His reflections are on “The role of the United Nations in the twenty-first century”.
This time Fidel Castro delivered an unusually brief speech. In little more than 600 words the politician, 74, calls for a radical reform of the UN. The changes in the “old institution” should include the elimination of “irritating and undemocratic veto”.
It should be clearly stated that the principle of sovereignty cannot be sacrificed to an abusive and unfair order that a hegemonic superpower uses, together with its own might and strength, to try to decide everything by itself. That, Cuba will never accept.
(…)anyone understands that the United Nations basic role in the pressing new century is to save the world not only from war but also from underdevelopment, hunger, diseases, poverty and the destruction of the natural resources indispensable to human life. And it should do so promptly before it is too late!

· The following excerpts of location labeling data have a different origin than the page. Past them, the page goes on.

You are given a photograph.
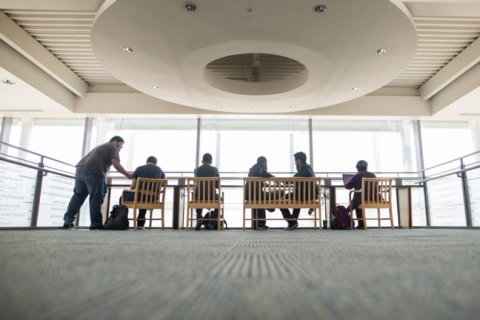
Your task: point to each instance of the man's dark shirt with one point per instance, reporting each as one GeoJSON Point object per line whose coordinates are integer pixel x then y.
{"type": "Point", "coordinates": [356, 183]}
{"type": "Point", "coordinates": [206, 171]}
{"type": "Point", "coordinates": [99, 160]}
{"type": "Point", "coordinates": [150, 171]}
{"type": "Point", "coordinates": [305, 171]}
{"type": "Point", "coordinates": [261, 171]}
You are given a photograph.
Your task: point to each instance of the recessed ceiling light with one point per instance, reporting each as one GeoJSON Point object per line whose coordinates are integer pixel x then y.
{"type": "Point", "coordinates": [8, 82]}
{"type": "Point", "coordinates": [320, 8]}
{"type": "Point", "coordinates": [382, 51]}
{"type": "Point", "coordinates": [190, 7]}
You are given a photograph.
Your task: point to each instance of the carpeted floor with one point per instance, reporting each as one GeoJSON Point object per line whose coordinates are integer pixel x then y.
{"type": "Point", "coordinates": [304, 274]}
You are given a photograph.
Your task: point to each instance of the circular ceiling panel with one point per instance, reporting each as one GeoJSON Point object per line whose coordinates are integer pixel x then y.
{"type": "Point", "coordinates": [260, 57]}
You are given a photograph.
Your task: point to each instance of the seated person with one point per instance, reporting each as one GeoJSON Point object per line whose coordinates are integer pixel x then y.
{"type": "Point", "coordinates": [151, 171]}
{"type": "Point", "coordinates": [260, 170]}
{"type": "Point", "coordinates": [356, 183]}
{"type": "Point", "coordinates": [304, 170]}
{"type": "Point", "coordinates": [206, 170]}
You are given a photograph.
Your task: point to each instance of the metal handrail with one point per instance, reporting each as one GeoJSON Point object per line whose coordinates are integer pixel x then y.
{"type": "Point", "coordinates": [438, 165]}
{"type": "Point", "coordinates": [34, 153]}
{"type": "Point", "coordinates": [37, 168]}
{"type": "Point", "coordinates": [448, 174]}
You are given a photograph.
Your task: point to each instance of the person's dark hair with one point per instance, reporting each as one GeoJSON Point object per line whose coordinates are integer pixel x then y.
{"type": "Point", "coordinates": [362, 165]}
{"type": "Point", "coordinates": [301, 156]}
{"type": "Point", "coordinates": [152, 159]}
{"type": "Point", "coordinates": [118, 139]}
{"type": "Point", "coordinates": [207, 157]}
{"type": "Point", "coordinates": [260, 161]}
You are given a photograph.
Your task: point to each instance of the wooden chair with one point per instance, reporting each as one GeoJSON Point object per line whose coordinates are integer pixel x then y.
{"type": "Point", "coordinates": [202, 195]}
{"type": "Point", "coordinates": [287, 193]}
{"type": "Point", "coordinates": [379, 196]}
{"type": "Point", "coordinates": [149, 195]}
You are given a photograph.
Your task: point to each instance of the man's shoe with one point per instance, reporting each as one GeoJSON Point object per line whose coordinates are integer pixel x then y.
{"type": "Point", "coordinates": [69, 226]}
{"type": "Point", "coordinates": [99, 227]}
{"type": "Point", "coordinates": [291, 227]}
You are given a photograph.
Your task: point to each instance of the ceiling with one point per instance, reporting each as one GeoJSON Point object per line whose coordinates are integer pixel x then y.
{"type": "Point", "coordinates": [185, 43]}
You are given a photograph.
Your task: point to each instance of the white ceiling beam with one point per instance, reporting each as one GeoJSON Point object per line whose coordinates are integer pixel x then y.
{"type": "Point", "coordinates": [21, 41]}
{"type": "Point", "coordinates": [18, 65]}
{"type": "Point", "coordinates": [444, 102]}
{"type": "Point", "coordinates": [70, 5]}
{"type": "Point", "coordinates": [444, 8]}
{"type": "Point", "coordinates": [455, 68]}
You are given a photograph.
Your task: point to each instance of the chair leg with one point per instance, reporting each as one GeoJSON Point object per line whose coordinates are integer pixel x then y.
{"type": "Point", "coordinates": [364, 218]}
{"type": "Point", "coordinates": [135, 219]}
{"type": "Point", "coordinates": [163, 221]}
{"type": "Point", "coordinates": [151, 216]}
{"type": "Point", "coordinates": [351, 218]}
{"type": "Point", "coordinates": [379, 221]}
{"type": "Point", "coordinates": [391, 217]}
{"type": "Point", "coordinates": [243, 218]}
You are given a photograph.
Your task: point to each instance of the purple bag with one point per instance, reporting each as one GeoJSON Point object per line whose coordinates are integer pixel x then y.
{"type": "Point", "coordinates": [339, 218]}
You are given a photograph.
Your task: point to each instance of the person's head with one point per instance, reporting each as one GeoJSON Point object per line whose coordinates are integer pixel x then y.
{"type": "Point", "coordinates": [300, 158]}
{"type": "Point", "coordinates": [362, 165]}
{"type": "Point", "coordinates": [118, 142]}
{"type": "Point", "coordinates": [207, 158]}
{"type": "Point", "coordinates": [262, 160]}
{"type": "Point", "coordinates": [152, 160]}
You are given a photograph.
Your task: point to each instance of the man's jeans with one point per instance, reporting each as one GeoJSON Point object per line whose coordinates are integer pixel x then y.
{"type": "Point", "coordinates": [130, 196]}
{"type": "Point", "coordinates": [86, 183]}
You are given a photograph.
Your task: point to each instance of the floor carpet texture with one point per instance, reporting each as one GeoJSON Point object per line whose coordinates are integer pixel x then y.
{"type": "Point", "coordinates": [231, 274]}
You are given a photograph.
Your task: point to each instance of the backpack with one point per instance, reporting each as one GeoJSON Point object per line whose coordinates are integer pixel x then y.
{"type": "Point", "coordinates": [339, 218]}
{"type": "Point", "coordinates": [212, 224]}
{"type": "Point", "coordinates": [118, 219]}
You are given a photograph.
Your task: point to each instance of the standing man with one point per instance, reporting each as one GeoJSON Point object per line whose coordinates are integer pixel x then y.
{"type": "Point", "coordinates": [151, 171]}
{"type": "Point", "coordinates": [356, 183]}
{"type": "Point", "coordinates": [206, 170]}
{"type": "Point", "coordinates": [260, 170]}
{"type": "Point", "coordinates": [90, 180]}
{"type": "Point", "coordinates": [304, 170]}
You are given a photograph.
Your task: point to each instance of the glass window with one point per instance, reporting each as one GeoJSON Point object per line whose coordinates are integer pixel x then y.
{"type": "Point", "coordinates": [444, 141]}
{"type": "Point", "coordinates": [171, 141]}
{"type": "Point", "coordinates": [237, 143]}
{"type": "Point", "coordinates": [338, 145]}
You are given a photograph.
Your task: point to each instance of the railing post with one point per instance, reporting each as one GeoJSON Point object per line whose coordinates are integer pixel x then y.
{"type": "Point", "coordinates": [417, 131]}
{"type": "Point", "coordinates": [5, 133]}
{"type": "Point", "coordinates": [37, 195]}
{"type": "Point", "coordinates": [466, 196]}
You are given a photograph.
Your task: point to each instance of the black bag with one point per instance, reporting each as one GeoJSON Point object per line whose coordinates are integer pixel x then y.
{"type": "Point", "coordinates": [118, 219]}
{"type": "Point", "coordinates": [340, 218]}
{"type": "Point", "coordinates": [212, 224]}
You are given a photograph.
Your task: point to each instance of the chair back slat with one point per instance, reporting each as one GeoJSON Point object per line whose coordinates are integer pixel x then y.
{"type": "Point", "coordinates": [376, 191]}
{"type": "Point", "coordinates": [273, 191]}
{"type": "Point", "coordinates": [150, 192]}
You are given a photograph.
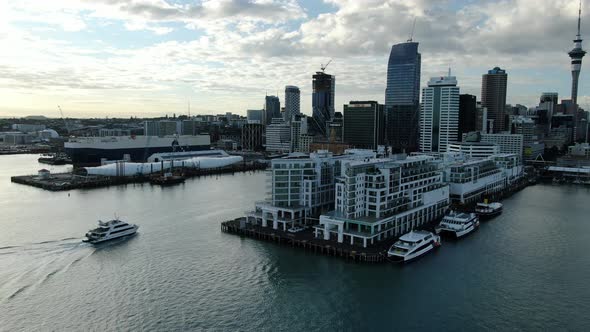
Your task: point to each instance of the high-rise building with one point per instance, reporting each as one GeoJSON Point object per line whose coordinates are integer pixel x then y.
{"type": "Point", "coordinates": [439, 119]}
{"type": "Point", "coordinates": [402, 95]}
{"type": "Point", "coordinates": [253, 136]}
{"type": "Point", "coordinates": [493, 97]}
{"type": "Point", "coordinates": [272, 108]}
{"type": "Point", "coordinates": [278, 136]}
{"type": "Point", "coordinates": [322, 101]}
{"type": "Point", "coordinates": [364, 124]}
{"type": "Point", "coordinates": [576, 55]}
{"type": "Point", "coordinates": [255, 116]}
{"type": "Point", "coordinates": [467, 114]}
{"type": "Point", "coordinates": [292, 102]}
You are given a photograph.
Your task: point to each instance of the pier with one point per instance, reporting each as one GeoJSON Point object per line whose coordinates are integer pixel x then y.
{"type": "Point", "coordinates": [70, 181]}
{"type": "Point", "coordinates": [305, 240]}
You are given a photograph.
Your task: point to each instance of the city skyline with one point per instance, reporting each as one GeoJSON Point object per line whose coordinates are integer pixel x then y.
{"type": "Point", "coordinates": [148, 58]}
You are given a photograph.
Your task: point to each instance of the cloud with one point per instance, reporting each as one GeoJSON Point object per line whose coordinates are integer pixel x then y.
{"type": "Point", "coordinates": [242, 49]}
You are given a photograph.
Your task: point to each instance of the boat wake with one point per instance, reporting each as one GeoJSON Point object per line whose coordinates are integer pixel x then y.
{"type": "Point", "coordinates": [31, 266]}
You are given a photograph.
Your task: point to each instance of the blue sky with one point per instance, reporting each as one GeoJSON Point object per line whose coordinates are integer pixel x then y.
{"type": "Point", "coordinates": [150, 57]}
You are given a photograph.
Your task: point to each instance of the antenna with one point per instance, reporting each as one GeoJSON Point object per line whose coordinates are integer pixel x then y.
{"type": "Point", "coordinates": [579, 17]}
{"type": "Point", "coordinates": [323, 67]}
{"type": "Point", "coordinates": [412, 32]}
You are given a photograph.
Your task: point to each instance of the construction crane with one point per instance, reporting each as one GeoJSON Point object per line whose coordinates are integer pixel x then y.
{"type": "Point", "coordinates": [64, 119]}
{"type": "Point", "coordinates": [323, 67]}
{"type": "Point", "coordinates": [412, 32]}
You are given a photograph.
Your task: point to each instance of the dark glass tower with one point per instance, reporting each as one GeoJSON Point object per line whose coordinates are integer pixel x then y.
{"type": "Point", "coordinates": [493, 97]}
{"type": "Point", "coordinates": [322, 102]}
{"type": "Point", "coordinates": [402, 95]}
{"type": "Point", "coordinates": [576, 55]}
{"type": "Point", "coordinates": [273, 108]}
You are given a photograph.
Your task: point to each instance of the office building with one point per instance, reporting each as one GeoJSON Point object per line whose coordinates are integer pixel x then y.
{"type": "Point", "coordinates": [439, 119]}
{"type": "Point", "coordinates": [364, 124]}
{"type": "Point", "coordinates": [378, 199]}
{"type": "Point", "coordinates": [322, 101]}
{"type": "Point", "coordinates": [253, 137]}
{"type": "Point", "coordinates": [402, 93]}
{"type": "Point", "coordinates": [493, 97]}
{"type": "Point", "coordinates": [272, 108]}
{"type": "Point", "coordinates": [292, 102]}
{"type": "Point", "coordinates": [278, 136]}
{"type": "Point", "coordinates": [467, 114]}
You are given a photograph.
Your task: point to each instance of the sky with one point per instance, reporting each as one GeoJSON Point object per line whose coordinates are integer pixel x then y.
{"type": "Point", "coordinates": [116, 58]}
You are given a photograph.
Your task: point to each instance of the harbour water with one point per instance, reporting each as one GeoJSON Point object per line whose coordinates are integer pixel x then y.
{"type": "Point", "coordinates": [524, 270]}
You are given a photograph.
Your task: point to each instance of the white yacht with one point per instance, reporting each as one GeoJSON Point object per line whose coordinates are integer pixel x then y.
{"type": "Point", "coordinates": [458, 224]}
{"type": "Point", "coordinates": [110, 230]}
{"type": "Point", "coordinates": [488, 210]}
{"type": "Point", "coordinates": [413, 245]}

The dream of having truly fair and sensible rules to guide human destiny seems impossible to many. However, we are convinced that the struggle for the impossible should be the motto of this institution that brings us together today!

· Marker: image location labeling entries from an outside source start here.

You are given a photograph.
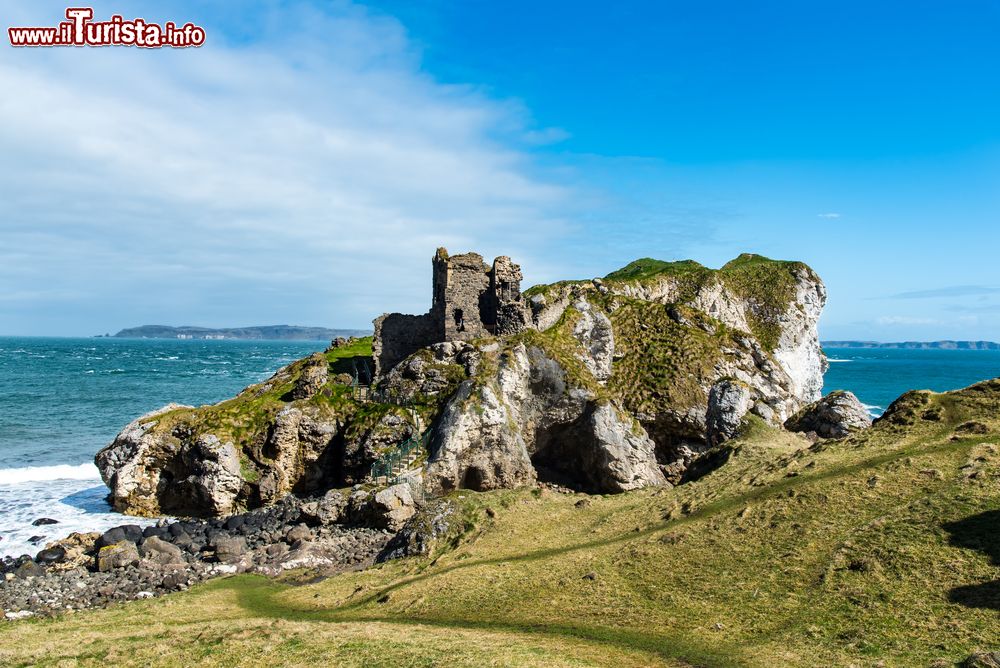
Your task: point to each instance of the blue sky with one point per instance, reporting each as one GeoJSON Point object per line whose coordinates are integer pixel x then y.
{"type": "Point", "coordinates": [304, 164]}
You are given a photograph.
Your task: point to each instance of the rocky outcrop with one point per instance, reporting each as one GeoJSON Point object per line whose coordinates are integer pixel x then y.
{"type": "Point", "coordinates": [728, 403]}
{"type": "Point", "coordinates": [777, 303]}
{"type": "Point", "coordinates": [614, 384]}
{"type": "Point", "coordinates": [124, 563]}
{"type": "Point", "coordinates": [837, 415]}
{"type": "Point", "coordinates": [529, 420]}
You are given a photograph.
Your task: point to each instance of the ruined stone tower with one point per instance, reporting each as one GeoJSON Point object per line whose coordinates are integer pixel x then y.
{"type": "Point", "coordinates": [470, 300]}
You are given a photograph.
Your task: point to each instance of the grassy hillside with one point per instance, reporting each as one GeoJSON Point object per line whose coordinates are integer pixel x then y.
{"type": "Point", "coordinates": [882, 549]}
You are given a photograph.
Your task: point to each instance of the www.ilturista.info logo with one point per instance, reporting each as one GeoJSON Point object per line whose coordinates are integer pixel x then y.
{"type": "Point", "coordinates": [81, 30]}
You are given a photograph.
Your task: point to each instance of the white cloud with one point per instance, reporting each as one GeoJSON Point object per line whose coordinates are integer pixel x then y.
{"type": "Point", "coordinates": [247, 184]}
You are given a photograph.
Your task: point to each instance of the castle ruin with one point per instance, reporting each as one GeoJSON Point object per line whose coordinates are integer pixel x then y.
{"type": "Point", "coordinates": [471, 300]}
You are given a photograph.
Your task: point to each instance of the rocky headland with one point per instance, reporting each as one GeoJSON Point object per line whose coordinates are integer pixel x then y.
{"type": "Point", "coordinates": [607, 385]}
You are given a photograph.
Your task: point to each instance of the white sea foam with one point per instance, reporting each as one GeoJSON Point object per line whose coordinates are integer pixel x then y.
{"type": "Point", "coordinates": [26, 474]}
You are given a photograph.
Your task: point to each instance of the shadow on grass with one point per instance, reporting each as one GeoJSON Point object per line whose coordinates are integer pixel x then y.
{"type": "Point", "coordinates": [978, 532]}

In his words to the audience of the Riverside Church, in front of Cubans and Americans, members of solidarity groups with Cuba, Fidel Castro returns to reminisce about his tips to New York, in Manhattan, the island could never pass after his trip 1960 when US authorities demarcated the territory that he could visit in that country:
It is a miracle that I have lived this many years, and not because we spent a number of years fighting against the tyranny in our country, or for having participated in some war actions but rather because of everything that came after the triumph of the Revolution
(…) I should say, on my way here, I recalled my four visits to the United Nations. The first time, I was thrown out of the hotel near the United Nations. I had two choices: pitching a tent in the United Nations courtyard –and as a guerrilla fighter who had recently come down from the mountains, it would not have been all that difficult for me — or heading for Harlem, where I had been invited to stay in one of its hotels. I immediately decided: “I will go to Harlem because that is where my best friends are”.

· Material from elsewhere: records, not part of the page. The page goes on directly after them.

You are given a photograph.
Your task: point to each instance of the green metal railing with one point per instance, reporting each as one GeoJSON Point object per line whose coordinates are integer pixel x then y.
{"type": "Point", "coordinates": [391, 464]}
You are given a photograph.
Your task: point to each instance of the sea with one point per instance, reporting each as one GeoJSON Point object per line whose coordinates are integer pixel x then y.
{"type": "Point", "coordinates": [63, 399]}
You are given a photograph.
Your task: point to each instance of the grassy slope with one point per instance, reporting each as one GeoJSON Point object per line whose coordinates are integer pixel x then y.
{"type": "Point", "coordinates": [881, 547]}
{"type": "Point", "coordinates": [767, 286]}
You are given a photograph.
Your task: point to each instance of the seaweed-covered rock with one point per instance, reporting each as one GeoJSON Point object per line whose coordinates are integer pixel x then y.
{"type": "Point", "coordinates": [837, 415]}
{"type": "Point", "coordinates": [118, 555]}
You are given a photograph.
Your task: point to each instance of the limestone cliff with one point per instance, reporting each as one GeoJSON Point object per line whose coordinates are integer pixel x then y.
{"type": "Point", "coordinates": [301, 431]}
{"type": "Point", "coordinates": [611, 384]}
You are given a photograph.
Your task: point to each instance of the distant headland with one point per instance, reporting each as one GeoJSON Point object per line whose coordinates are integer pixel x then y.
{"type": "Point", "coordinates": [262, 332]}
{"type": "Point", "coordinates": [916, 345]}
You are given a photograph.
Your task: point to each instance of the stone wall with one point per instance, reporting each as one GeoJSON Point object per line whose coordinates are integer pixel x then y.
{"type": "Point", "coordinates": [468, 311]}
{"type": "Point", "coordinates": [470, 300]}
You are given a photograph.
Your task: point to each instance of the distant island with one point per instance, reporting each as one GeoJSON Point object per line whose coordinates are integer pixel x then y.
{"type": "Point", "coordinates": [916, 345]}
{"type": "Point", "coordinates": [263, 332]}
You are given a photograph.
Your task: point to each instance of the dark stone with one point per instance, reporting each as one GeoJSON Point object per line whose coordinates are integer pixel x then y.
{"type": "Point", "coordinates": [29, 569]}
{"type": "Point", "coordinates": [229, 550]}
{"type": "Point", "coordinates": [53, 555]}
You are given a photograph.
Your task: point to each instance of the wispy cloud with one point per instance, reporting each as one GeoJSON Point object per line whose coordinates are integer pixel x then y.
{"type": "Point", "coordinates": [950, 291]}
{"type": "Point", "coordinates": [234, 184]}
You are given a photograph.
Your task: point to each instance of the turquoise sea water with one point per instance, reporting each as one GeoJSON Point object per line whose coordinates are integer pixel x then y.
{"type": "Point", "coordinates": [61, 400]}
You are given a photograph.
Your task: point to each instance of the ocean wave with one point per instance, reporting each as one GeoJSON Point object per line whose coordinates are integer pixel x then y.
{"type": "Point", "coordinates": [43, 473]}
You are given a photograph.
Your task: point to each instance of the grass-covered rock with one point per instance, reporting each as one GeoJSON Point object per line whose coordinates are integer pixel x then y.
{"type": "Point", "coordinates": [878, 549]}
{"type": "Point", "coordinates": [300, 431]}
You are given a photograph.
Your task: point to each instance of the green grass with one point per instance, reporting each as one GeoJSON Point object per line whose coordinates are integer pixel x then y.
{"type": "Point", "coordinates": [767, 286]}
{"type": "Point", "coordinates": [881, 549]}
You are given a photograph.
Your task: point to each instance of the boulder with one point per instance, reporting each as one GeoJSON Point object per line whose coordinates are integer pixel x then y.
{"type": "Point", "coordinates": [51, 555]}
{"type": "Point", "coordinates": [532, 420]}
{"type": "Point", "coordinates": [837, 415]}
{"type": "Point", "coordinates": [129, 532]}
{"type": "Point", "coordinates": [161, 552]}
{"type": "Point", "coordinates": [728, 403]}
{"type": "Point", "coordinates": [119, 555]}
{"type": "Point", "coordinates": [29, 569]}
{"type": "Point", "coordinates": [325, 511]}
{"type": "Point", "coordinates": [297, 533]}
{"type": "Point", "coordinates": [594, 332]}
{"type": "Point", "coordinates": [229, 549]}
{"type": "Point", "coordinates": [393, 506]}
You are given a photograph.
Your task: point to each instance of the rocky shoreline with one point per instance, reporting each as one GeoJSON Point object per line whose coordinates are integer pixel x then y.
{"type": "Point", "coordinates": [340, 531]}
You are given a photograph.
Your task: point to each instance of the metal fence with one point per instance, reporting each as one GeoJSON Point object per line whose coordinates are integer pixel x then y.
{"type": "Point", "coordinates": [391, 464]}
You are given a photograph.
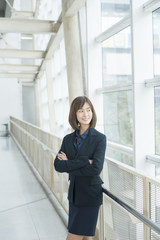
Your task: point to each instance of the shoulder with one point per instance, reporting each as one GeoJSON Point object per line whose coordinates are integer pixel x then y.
{"type": "Point", "coordinates": [69, 136]}
{"type": "Point", "coordinates": [99, 135]}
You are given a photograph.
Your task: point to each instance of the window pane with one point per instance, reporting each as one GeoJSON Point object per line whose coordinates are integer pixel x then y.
{"type": "Point", "coordinates": [122, 157]}
{"type": "Point", "coordinates": [116, 53]}
{"type": "Point", "coordinates": [118, 117]}
{"type": "Point", "coordinates": [113, 11]}
{"type": "Point", "coordinates": [156, 41]}
{"type": "Point", "coordinates": [157, 119]}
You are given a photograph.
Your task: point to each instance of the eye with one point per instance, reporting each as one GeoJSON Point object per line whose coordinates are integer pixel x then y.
{"type": "Point", "coordinates": [80, 110]}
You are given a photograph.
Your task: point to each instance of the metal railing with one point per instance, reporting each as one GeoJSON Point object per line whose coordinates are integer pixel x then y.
{"type": "Point", "coordinates": [131, 208]}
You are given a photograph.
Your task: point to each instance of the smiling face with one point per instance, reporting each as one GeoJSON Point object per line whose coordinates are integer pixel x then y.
{"type": "Point", "coordinates": [84, 115]}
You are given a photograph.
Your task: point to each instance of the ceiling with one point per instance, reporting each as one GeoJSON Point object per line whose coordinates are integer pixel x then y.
{"type": "Point", "coordinates": [2, 8]}
{"type": "Point", "coordinates": [25, 23]}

(…)you understand that it is not easy for me to visit New York; there is more than enough proof of that. This time it was definitely not easy, and many of my compatriots were very worried. We are living in a special period, and I do not mean the special period in Cuba, which has been brought about by the double blockade, but rather the special period of presidential elections. And I have received all kinds of threats, from killing me to sending me to a U.S. prison
However, that was a very important meeting. They called it the Millennium Summit, and we truly are beginning a millennium full of uncertainties. What’s more, for those of us who believe that the 20th century ends this December 31, humanity is about to begin the 21st century in extremely difficult and extremely troubling conditions. I could not fail to attend for any reason, and believe me when I say that I felt very happy when I got on the plane, after the complicated procedures needed to obtain a visa.